The article entitled “Rank-Sparsity Balanced Representation for Subspace Clustering” proposed a new model that can balance the rank and sparsity well. This model adopts the log-determinant function to control the rank of solution. Meanwhile, the diagonals are penalized, rather than the strict zero restriction on diagonals. This strategy makes the rank-sparsity balance more tunable. Numerical experiments show that the new method, named as RSBR, can significantly increase the accuracy of subspace clustering on the real-world datasets.
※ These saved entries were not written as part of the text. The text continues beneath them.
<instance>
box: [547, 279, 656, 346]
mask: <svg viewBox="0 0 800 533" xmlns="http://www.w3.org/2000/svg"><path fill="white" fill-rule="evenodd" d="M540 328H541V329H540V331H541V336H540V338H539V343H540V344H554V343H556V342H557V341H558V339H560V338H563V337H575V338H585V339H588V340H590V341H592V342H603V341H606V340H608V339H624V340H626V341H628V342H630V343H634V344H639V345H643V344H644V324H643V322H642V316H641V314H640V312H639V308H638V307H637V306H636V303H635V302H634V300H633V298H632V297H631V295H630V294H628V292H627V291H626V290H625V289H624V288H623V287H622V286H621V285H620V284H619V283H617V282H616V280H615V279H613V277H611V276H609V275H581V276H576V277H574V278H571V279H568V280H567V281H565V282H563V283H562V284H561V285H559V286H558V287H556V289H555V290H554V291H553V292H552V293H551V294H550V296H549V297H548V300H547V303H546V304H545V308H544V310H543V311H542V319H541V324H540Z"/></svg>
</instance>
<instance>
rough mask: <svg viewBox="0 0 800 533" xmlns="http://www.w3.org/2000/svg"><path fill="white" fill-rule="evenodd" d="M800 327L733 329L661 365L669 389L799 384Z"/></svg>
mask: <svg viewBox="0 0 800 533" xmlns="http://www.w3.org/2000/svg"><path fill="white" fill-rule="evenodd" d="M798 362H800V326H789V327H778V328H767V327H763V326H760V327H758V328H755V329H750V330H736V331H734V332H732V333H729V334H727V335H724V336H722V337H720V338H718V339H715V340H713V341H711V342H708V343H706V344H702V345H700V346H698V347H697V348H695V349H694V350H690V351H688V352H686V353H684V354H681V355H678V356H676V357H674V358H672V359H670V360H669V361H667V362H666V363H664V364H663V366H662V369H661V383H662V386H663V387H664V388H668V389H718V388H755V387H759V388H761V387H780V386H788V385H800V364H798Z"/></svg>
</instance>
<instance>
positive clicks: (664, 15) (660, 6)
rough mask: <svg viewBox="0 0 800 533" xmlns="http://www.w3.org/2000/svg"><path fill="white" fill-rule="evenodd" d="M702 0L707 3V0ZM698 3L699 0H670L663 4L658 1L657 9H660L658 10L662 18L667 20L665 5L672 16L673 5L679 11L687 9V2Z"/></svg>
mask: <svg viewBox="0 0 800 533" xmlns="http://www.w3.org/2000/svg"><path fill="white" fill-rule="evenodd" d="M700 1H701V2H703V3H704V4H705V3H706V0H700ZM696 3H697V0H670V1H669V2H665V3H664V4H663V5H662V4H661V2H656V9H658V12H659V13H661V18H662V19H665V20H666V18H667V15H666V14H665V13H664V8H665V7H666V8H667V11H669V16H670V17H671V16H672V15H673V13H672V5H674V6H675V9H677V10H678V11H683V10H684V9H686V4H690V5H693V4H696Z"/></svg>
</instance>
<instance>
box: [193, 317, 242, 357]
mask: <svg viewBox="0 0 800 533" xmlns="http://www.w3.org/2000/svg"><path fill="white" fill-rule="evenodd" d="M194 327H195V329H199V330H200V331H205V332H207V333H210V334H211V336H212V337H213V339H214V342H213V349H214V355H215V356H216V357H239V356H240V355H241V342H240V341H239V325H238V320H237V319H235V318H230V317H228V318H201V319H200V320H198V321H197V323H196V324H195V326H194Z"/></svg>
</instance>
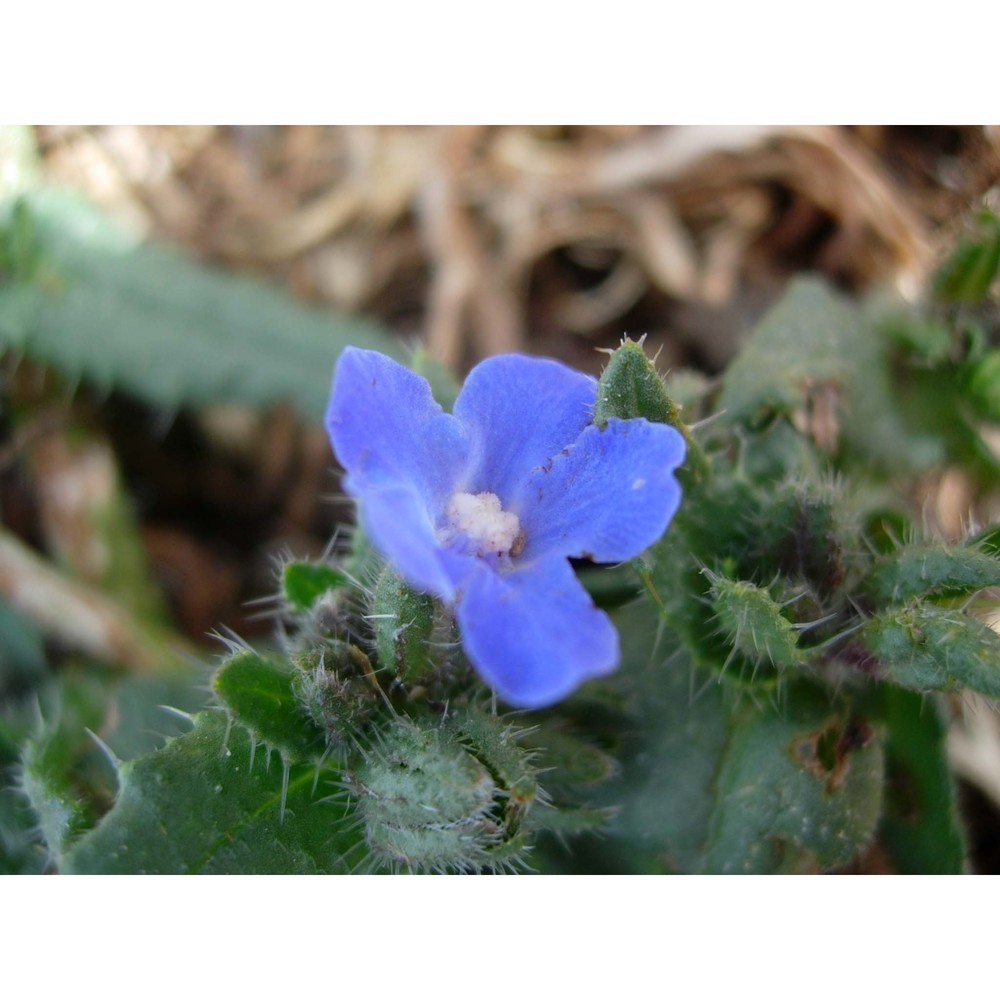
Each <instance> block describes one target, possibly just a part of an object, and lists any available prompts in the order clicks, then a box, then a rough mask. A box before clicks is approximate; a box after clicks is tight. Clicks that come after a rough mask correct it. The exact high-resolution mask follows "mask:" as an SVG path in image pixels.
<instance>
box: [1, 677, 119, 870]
mask: <svg viewBox="0 0 1000 1000" xmlns="http://www.w3.org/2000/svg"><path fill="white" fill-rule="evenodd" d="M104 697H105V688H104V686H103V684H102V683H101V681H100V678H98V677H97V676H95V675H90V674H86V673H81V674H72V675H67V676H63V677H61V678H60V679H59V682H58V683H57V685H56V686H54V688H53V689H52V690H51V692H47V696H46V699H45V700H46V703H47V704H46V706H45V707H44V708H41V709H40V711H39V713H38V717H37V720H36V723H35V726H34V729H33V732H32V733H31V735H30V736H29V737H28V739H27V740H26V741H25V744H24V748H23V752H22V758H21V772H20V785H21V790H22V791H23V792H24V794H25V795H26V796H27V798H28V801H29V802H30V803H31V807H32V809H33V810H34V812H35V814H36V816H37V818H38V827H39V830H40V832H41V835H42V838H43V840H44V842H45V844H46V845H47V847H48V850H49V851H50V852H51V854H52V855H54V856H57V855H58V854H60V853H61V852H62V851H64V850H66V848H67V847H68V846H69V845H70V844H71V843H72V841H73V840H74V839H76V838H77V837H78V836H79V835H80V834H81V833H82V832H83V831H84V830H86V829H87V828H88V827H89V826H90V825H91V824H92V823H93V820H94V812H95V810H94V801H93V800H94V792H95V790H96V788H95V786H97V785H98V782H95V781H91V780H88V776H87V775H85V774H84V773H83V772H82V770H81V766H80V765H81V760H82V759H83V758H84V755H85V753H86V752H87V751H90V752H91V753H93V752H94V751H95V747H94V744H93V742H92V740H91V738H90V737H89V736H88V735H87V730H88V729H90V730H91V731H96V730H97V729H99V728H100V724H101V721H102V719H103V717H104V711H105V705H104Z"/></svg>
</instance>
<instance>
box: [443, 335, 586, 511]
mask: <svg viewBox="0 0 1000 1000" xmlns="http://www.w3.org/2000/svg"><path fill="white" fill-rule="evenodd" d="M596 393H597V383H596V382H595V381H594V379H592V378H590V377H589V376H587V375H582V374H581V373H580V372H576V371H573V369H571V368H567V367H566V366H565V365H562V364H559V362H558V361H550V360H548V359H545V358H529V357H525V356H524V355H521V354H506V355H501V356H498V357H492V358H487V359H486V360H485V361H482V362H480V364H478V365H476V367H475V368H473V369H472V371H471V372H470V373H469V376H468V378H467V379H466V380H465V385H464V386H463V388H462V391H461V392H460V393H459V396H458V399H457V400H456V401H455V408H454V413H455V416H456V417H457V418H458V419H459V420H460V421H461V422H462V424H463V425H464V426H465V428H466V429H467V431H468V435H469V440H470V441H471V442H472V450H471V451H470V453H469V461H468V465H467V467H466V475H465V478H464V480H463V482H462V485H461V487H460V489H462V490H464V491H465V492H467V493H480V492H484V491H485V492H488V493H495V494H496V495H497V496H498V497H499V498H500V500H501V502H502V503H503V505H504V509H506V510H512V511H513V512H514V513H516V514H518V515H520V508H521V497H522V492H523V489H524V484H525V482H526V481H527V478H528V474H529V472H530V471H531V470H532V469H533V468H535V467H536V466H539V465H541V464H542V463H543V462H545V461H546V460H547V459H549V458H551V457H552V456H553V455H556V454H558V453H559V451H560V450H561V449H562V448H565V447H566V446H567V445H568V444H569V443H570V442H572V441H575V440H576V439H577V437H578V436H579V434H580V431H581V430H583V428H584V427H585V426H586V425H587V424H588V423H589V422H590V420H591V413H592V410H593V406H594V397H595V396H596Z"/></svg>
The article entitled “An Extended Sparse Representation based Classification Method for Face Recognition” proposed a new sparse representation-based classification method which can strengthen the discriminative property of different classes and obtain a better representation coefficient vector. Authors introduced a weighted matrix, which can make small deviations correspond to higher weights and large deviations correspond to lower weights. Meanwhile, they improve the constraint term of representation coefficients, which can enhance the distinctiveness of different classes and make a better positive contribution to classification. In addition, motivated by the work of ProCRC algorithm, they take into account the deviation between the linear combination of all training samples and of each class. Thereby, the discriminative representation of the test sample is further guaranteed. Experimental results on the ORL, FERET, Extended_YaleB, and AR databases show that the proposed method has better classification performance than other methods.

2.3 Other related topics

The article entitled “Multi-Task Learning for Neural Generative Question Answering” investigated multitask learning (MTL) in neural network based method under a QA scenario. They define the main task as a generative QA via Seq2Seq learning and define the auxiliary task as a discriminative QA via binary QA classification. Both main task and auxiliary task are learned jointly with shared representations, allowing to obtain improved generalization and transferring classification labels as extra evidences to guide the word sequence generation of the answers. Experimental results on both automatic evaluations and human annotations demonstrate the superiorities of the proposed method over baselines.

The article entitled “Person Re-identification by Discriminant Analytical Least Squares Metric Learning” proposed a new metric learning method based on least squares for person re-identification. Specifically, the similar training images pairs are used to learn a linear transformation matrix by being projected to finite discrete discriminant points using regression model, and then, the metric matrix can be deduced by solving least squares problem with a closed form solution. In addition, authors develop the incremental learning scheme of DALS, which is particularly valuable in model retraining when given additional samples. Furthermore, DALS could be effectively kernelized to further improve the matching performance. Extensive experiments on the VIPeR, GRID, PRID450S, and CUHK0 datasets demonstrate the effectiveness and efficiency of the approaches.

The article entitled “Distributed Kalman filter based on Metropolis-Hastings sampling strategy” proposed a novel distributed Kalman filter in multi-sensor observations based on Metropolis–Hastings (M–H) sampling strategy. Firstly, combined with the latest observation information and the accuracy information of sensor which is also used to describe the prior modeling knowledge of observation system, they design the bootstrapped observation sampling for linear observation system. Secondly, aiming to the consistency deviation phenomenon appearing in the bootstrapped observations of single sensor, through constructing the likelihood degree of multi-sensor bootstrapped observations and the accept probability of credible observations, meanwhile, combined with the M–H sampling strategy, They give the validation method of credible observations. Finally, the realization steps of new algorithm are constructed according to the weighted fusion criterion. The advantage of new algorithm is to improve greatly the filtering precision with additional less hardware costs. The theoretical analysis and experimental results show the feasibility and efficiency of the proposed algorithm.